昨日、2月に私の所へ「 無農薬の藁 」を求めて来られた、名古屋の左官屋さんの所へ、勉強を兼ねて現場見学に行ってきました。
福田業務所(FUKUTA plasterer work office)の福田さんは左官職人です。自然の素材を使い、人にやさしい安全快適な住空間づくりを理念とされ、漆喰と石灰モルタルに力を入れられておられます。 普通の左官職人とは異なり、化学製品や樹脂に頼らない独自の材料を調達・配合して、独自の施工法で、漆喰の壁を作っておられます。

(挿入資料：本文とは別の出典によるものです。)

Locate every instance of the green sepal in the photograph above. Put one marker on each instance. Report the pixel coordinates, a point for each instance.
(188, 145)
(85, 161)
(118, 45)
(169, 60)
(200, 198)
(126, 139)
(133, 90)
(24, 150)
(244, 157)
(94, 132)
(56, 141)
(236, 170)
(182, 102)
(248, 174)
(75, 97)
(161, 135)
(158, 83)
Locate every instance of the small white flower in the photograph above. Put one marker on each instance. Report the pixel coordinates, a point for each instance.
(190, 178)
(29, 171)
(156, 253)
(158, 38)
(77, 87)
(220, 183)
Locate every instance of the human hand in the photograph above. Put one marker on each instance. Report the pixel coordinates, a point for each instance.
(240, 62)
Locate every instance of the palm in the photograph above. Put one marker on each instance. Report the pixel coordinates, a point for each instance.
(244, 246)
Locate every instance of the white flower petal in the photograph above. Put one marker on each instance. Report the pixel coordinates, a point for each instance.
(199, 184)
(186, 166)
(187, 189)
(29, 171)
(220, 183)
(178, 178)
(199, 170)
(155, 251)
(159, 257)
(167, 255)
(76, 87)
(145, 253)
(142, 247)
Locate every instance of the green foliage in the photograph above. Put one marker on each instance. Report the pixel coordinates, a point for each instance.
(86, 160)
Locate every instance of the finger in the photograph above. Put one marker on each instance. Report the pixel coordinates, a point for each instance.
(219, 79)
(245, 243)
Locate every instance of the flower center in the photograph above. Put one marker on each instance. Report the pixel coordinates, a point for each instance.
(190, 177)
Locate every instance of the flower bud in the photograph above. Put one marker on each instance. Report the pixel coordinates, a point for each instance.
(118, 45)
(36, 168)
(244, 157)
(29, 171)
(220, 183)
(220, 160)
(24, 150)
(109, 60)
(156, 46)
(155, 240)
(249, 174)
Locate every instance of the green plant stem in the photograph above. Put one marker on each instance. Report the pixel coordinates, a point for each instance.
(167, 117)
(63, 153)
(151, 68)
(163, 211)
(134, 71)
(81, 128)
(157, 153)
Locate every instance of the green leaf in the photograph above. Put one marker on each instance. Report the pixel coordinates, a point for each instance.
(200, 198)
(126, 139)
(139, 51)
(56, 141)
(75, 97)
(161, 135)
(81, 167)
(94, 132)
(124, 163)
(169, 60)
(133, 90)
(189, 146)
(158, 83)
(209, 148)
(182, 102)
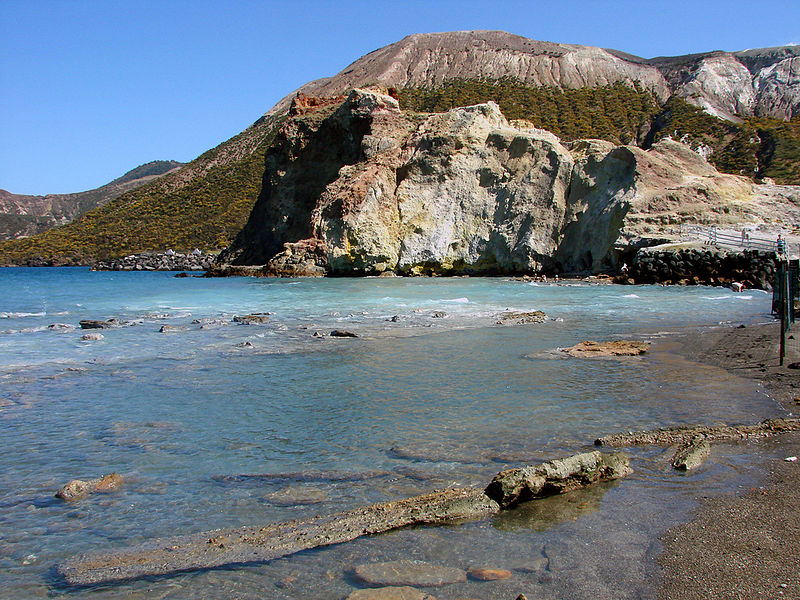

「漆喰や石灰モルタルとは一体なんだ?」というと、今も残る古代ローマの建築物や、古くから日本の建築物の材料であり、5000年以上も古くから現在に至るまで、人の暮らしの中心にあるシンプルな素材です。
「どんな働きをするのか?」というと、雨や湿気に対する防水性 ・ 火気に対する不燃性 ・ 調湿機能(湿度が上ると湿気を吸い、乾燥すると湿気を吐く。土蔵の仕組みです。) ・ 気硬性(長い年月をかけ、二酸化炭素を吸収しながら硬化していく。岩に戻っていく感じ。) ・ 有害物質の吸着と分解の機能 。 そして何より僕が気に入っていることは、長い期間美しい姿でたたずんでくれることです。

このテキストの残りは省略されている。